# Unheard-of Forums



## Roger Knox (Jul 19, 2017)

*Threads You Might Follow In Another Lifetime*.

This way you might be allowed some time for consideration before making a move. Too often we blindly jump into a thread only to notice lions and tigers pacing about, egged on by their enablers and encouraged by the frenzied crowd. And many's the novice that has wandered into something like TC Music Theory without noticing the flaming swords guarding the doors ... Far better to put such ambitions on hold and post on something like "Green Jello Recipes You Simply MUST Try!"


----------



## BBSVK (10 mo ago)

Funny, but I am not sure I understand.

Are we going to list the topics, which are inflammatory, but the newcomers don't know that ?


----------



## Monsalvat (11 mo ago)

Mahler 6: Scherzo-Andante or Andante-Scherzo? That's the most recent topic in which I participated that seems to fit your description here.


----------



## BBSVK (10 mo ago)

---


----------



## starcat (6 mo ago)

Any thread that gets into the objective/subjective debate


----------



## Roger Knox (Jul 19, 2017)

BBSVK said:


> Funny, but I am not sure I understand. Are we going to list the topics, which are inflammatory, but the newcomers don't know that ?


 As background: over the years on TC I've developed a dislike of posters who strike me as too aggressive, and also have expressed concerns about certain threads and contributors on the Music Theory sub-forum. But couching those issues in a mock "warning" to newcomers to beware of what they may be getting into was a bad idea. I was in a bad mood and wrote the OP of this thread poorly, changing it as I went along, and I apologize for the confusing result. 

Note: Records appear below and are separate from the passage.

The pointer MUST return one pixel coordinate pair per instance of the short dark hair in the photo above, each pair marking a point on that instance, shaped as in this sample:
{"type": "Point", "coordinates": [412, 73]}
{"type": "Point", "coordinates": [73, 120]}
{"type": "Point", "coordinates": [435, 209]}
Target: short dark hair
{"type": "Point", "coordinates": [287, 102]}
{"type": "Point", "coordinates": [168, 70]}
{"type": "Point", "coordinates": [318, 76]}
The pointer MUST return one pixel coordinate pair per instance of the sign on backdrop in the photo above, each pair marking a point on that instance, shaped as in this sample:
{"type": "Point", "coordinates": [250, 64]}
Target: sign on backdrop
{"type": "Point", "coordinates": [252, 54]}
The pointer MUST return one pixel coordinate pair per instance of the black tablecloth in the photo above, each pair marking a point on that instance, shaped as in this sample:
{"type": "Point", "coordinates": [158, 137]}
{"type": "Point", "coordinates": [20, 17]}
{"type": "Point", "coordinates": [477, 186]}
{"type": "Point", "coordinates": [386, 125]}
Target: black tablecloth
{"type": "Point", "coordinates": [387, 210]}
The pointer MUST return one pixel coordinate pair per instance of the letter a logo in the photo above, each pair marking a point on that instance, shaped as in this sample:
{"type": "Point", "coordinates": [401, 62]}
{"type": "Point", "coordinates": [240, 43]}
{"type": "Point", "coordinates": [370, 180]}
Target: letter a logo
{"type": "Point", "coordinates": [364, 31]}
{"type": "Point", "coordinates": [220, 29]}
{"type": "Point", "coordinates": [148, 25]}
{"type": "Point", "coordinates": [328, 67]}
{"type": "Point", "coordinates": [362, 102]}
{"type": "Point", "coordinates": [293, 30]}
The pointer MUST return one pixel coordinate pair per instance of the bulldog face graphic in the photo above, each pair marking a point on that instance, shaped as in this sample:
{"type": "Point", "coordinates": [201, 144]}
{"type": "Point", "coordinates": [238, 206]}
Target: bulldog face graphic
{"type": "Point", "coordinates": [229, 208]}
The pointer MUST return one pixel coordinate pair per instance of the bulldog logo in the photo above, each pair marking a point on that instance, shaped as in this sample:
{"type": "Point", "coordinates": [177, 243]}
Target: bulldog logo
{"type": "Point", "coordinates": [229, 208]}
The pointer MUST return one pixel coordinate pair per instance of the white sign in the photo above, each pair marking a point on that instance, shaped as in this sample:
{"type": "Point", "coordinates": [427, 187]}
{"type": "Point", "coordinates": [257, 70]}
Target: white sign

I appreciate your replies. Don't wish for anything inflammatory to develop. And upon reflection I think it would be arrogant for me to suggest that any specific topics or posters are to be avoided -- it is an open forum and I hope people will feel free to express themselves. Some of my concerns mentioned previously are now in the past. As for others, there is no formula that can ensure general peace and harmony, or the treatment that one might want to see given to any musical area (including Music Theory). Fortunately we have helpful moderators on TC for specific cases. It's fine with me if there is anything raised here that someone wishes to follow up with -- and equally so if there isn't.


----------



## Malx (Jun 18, 2017)

I'm impatiently waiting with bated breath for the "Green Jello Recipes You Simply MUST Try!"


----------



## Kjetil Heggelund (Jan 4, 2016)

"Green Jello Recipes You Simply MUST Try!" is screaming "Ideas for Stupid Threads"


----------



## Merl (Jul 28, 2016)

Roger Knox said:


> .... I think it would be arrogant for me to suggest that any specific topics or posters are to be avoided....

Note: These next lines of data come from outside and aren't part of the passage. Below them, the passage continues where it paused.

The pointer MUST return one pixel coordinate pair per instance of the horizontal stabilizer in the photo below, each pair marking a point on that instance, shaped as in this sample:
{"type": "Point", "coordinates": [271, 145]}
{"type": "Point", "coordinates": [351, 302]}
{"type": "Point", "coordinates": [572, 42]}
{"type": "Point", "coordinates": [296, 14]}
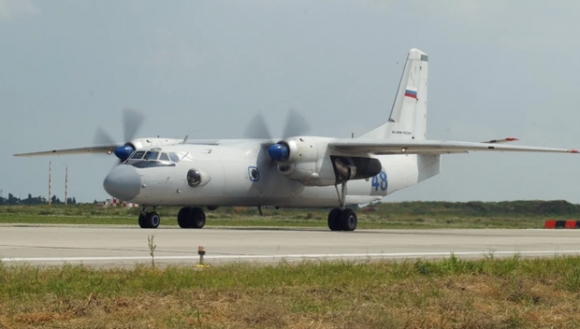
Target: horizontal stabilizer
{"type": "Point", "coordinates": [503, 140]}
{"type": "Point", "coordinates": [378, 146]}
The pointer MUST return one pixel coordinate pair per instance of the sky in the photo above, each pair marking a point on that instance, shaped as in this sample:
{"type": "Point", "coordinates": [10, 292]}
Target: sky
{"type": "Point", "coordinates": [204, 68]}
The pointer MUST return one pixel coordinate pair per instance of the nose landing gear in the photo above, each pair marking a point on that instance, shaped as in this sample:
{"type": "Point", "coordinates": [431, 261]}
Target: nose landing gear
{"type": "Point", "coordinates": [191, 217]}
{"type": "Point", "coordinates": [342, 219]}
{"type": "Point", "coordinates": [148, 219]}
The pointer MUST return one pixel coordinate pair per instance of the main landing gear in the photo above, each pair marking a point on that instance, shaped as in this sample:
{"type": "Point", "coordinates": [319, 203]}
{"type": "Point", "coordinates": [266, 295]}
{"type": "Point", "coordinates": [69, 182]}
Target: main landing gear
{"type": "Point", "coordinates": [342, 219]}
{"type": "Point", "coordinates": [188, 217]}
{"type": "Point", "coordinates": [191, 217]}
{"type": "Point", "coordinates": [148, 219]}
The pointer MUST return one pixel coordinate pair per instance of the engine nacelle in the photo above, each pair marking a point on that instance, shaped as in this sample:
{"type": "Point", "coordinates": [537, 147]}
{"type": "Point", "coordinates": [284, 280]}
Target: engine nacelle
{"type": "Point", "coordinates": [302, 159]}
{"type": "Point", "coordinates": [307, 160]}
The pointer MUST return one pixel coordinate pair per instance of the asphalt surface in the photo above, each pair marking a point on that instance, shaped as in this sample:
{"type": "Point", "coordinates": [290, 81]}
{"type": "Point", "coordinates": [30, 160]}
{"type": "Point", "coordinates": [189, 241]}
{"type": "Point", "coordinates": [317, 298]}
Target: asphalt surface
{"type": "Point", "coordinates": [125, 246]}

I don't know about that. I can think of several topics and a few obsessive posters to avoid like the plague. 😄


----------



## Weston (Jul 11, 2008)

I haven't been around lately until very recently, but back in the day when I was more active, if you just avoided using the term "atonal" you would be fine -- even though we all pretty much know the user of that term means "not common practice." Language is in a constant state of evolution, and though insider jargon has its place, it is unreasonable to expect the entire world to know and adhere to it. 

Thus in science fiction groups for example I have had to accept the term "sci-fi" instead of SF, even though "sci-fi" originally meant what an outsider erroneously perceived SF to be. Now those same outsiders have become fans and have brought the term with them. I have to accept it and not be a jerk about it. It's the same with "atonal." Maybe someday we will even have to embrace "song" in place of piece or work. I know it's hard, but that is how language evolves.


----------



## Roger Knox (Jul 19, 2017)

Malx said:


> I'm impatiently waiting with bated breath for the "Green Jello Recipes You Simply MUST Try!"

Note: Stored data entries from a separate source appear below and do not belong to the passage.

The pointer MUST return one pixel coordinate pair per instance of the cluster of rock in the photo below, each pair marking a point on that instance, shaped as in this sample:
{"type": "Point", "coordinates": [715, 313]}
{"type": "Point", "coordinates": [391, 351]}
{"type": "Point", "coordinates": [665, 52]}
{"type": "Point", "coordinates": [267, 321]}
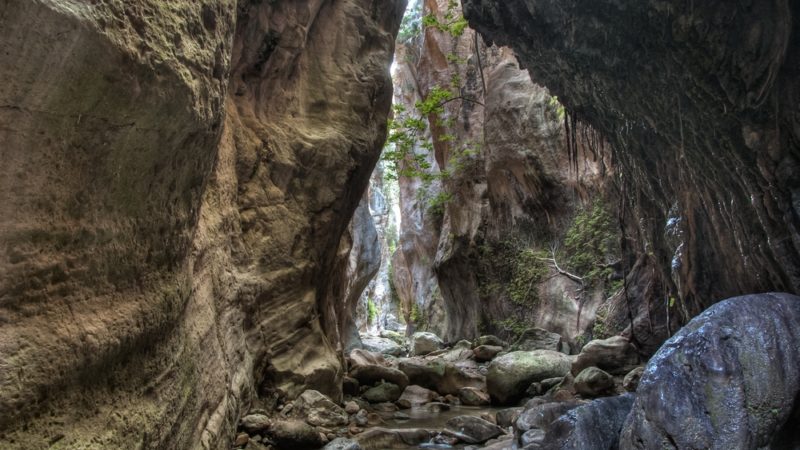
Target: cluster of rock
{"type": "Point", "coordinates": [736, 363]}
{"type": "Point", "coordinates": [392, 375]}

Wait no longer! Actually I took the idea from a song/recipe collection by the American duo William Bolcom (composer-pianist) and Joan Morris (soprano) who perform it here:


----------



## Roger Knox (Jul 19, 2017)

Kjetil Heggelund said:


> "Green Jello Recipes You Simply MUST Try!" is screaming "Ideas for Stupid Threads"


First see my reply to Malx in Post#11!


----------



## Roger Knox (Jul 19, 2017)

Merl said:


> I don't know about that. I can think of several topics and a few obsessive posters to avoid like the plague. 😄


I agree, but I think it's a question of what the members do and what the mods do. I think it's better to take things like that up with the mods.


----------



## Merl (Jul 28, 2016)

I just avoid them, as much as possible these days, Roger. If everyone did the same they'd get bored and either stop posting or bugger off to leave the forum to people with less of a fixed mindset. Some of them even bump their own posts to get attention then double post to reinforce how 'right' they are. How sad.


----------



## Roger Knox (Jul 19, 2017)

Weston said:


> I haven't been around lately until very recently, but back in the day when I was more active, if you just avoided using the term "atonal" you would be fine -- even though we all pretty much know the user of that term means "not common practice." Language is in a constant state of evolution, and though insider jargon has its place, it is unreasonable to expect the entire world to know and adhere to it.
> 
> Thus in science fiction groups for example I have had to accept the term "sci-fi" instead of SF, even though "sci-fi" originally meant what an outsider erroneously perceived SF to be. Now those same outsiders have become fans and have brought the term with them. I have to accept it and not be a jerk about it. It's the same with "atonal." Maybe someday we will even have to embrace "song" in place of piece or work. I know it's hard, but that is how language evelves.


Perhaps while you were not around much some difficult quarrels occurred on TalkClassical. The problems were more serious than issues about particular words.

In this badly-conceived thread, I wrote the OP as a sort of mock warning to newcomers about where those things might happen, but it was trying to be too clever and ended up being confusing.

As you say, there are some things we may not like but can learn to put up with. For others such as personal attacks and other bad behaviors, it's better to take the problems up with the mods than to go into single combat.


----------